Benoit Hamon won a surprise landslide victory in the Socialist Party’s primary election on January 29, The Christian Science Monitor reported. Hamon received an impressive 59% of the vote easily besting the front runner Manuel Valls; a former prime minister who is widely seen as the successor to President Francois Hollande.
“Universal basic income is a tool to liberate work, allowing people to actually choose their work and not suffer from it” Hamon said.
Unconditional Basic Income Proposed in France
Hamon’s platform calls for an unconditional basic of income of up to €750 ($807.34) a month, Basic Income Earth reported. There would be no means testing which would be a radical break from France’s current system.
Another innovation would be automatic payment of benefits, nobody would have to apply. Everybody would receive the benefits, which would eliminate paperwork and probably jobs for bureaucrats.
The system would start with a basic income for everybody between 18 and 25 in 2018 and eventually be extended to all citizens. Hamon has proposed some interesting means of funding his system including a tax on robots.
Interestingly enough Valls had also offered a basic income of €800 ($861.16) for France’s poor. Yet he was easily defeated by the more radical Hamon. Hamon has also proposed the most radical unconditional basic income scheme I’ve seen yet and he has widespread support.
France’s Basic Income Champion
“According to all serious studies, there are hundreds of thousands of unskilled or low-skilled jobs that are beginning to be destroyed in Western economies,” Hamon told La Monde. “We must manage this transition and make the most of this amazing opportunity that the digital revolution offers us to work less and live better.”
Hamon’s victory shows that there is widespread support for basic income in France and dissatisfaction with the status quo. Like Americans the French are willing to vote for radical disruptive candidates such as Hamon and reject politics as usual. Another attribute that the French share with Americans is that they are fed up with a dysfunctional economy.
Another reason why the Socialists may have accepted Hamon is to win. Like the Republicans in the United States they see a radical outsider with disruptive notions as the best way to overcome record low poll ratings for Hollande. Hollande’s approval ratings were so low that he decided not to run.
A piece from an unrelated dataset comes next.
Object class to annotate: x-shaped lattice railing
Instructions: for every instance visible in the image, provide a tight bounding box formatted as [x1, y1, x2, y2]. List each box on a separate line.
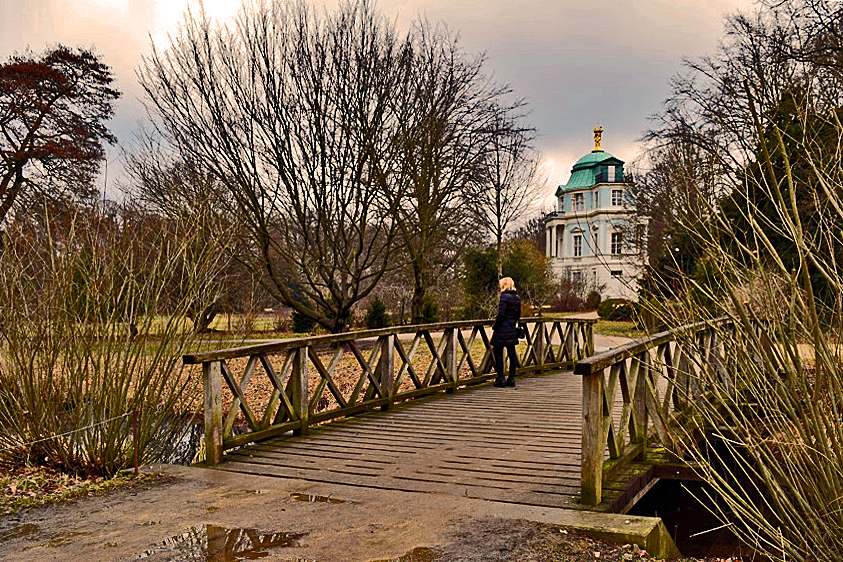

Hamon will face an uphill battle and probably stiff opposition from bureaucrats and union leaders. Those groups will ultimately turn against basic income because it threatens their jobs.
Basic Income Approaching Mainstream
Hamon’s upset victory shows that basic income might be approaching the critical mass necessary for mainstream acceptance. This makes Hamon, the highest profile Western leader since U.S. President Richard M. Nixon to endorse basic income.
It might not help him reach the presidency though. Polls show Hamon running fourth in the race with radical nationalist Marine Le Pen as the front runner. Still given Donald Trump’s electoral surprise in the U.S. it is possible that Homan might pull off an upset victory.
One factor in Hamon’s favor is the growing tendency of citizens to tell pollsters one thing and behave differently at the polls. This helped Trump and it might favor a far more radical agenda in France. Particularly if young people attracted by Hamon’s basic income vote their wallets.
Another development in Hamon’s favor might be fears of radical nationalism; driven by Donald Trump’s antics in the United States, which might harm Le Pen. Patriotic French might turn on Le Pen out of fear of being seen as pro American.
The French Presidential election is scheduled for Sunday April 23. We all need to watch it carefully because it might be the start of the basic income revolution. It will also show us if basic income is an idea whose time has really come.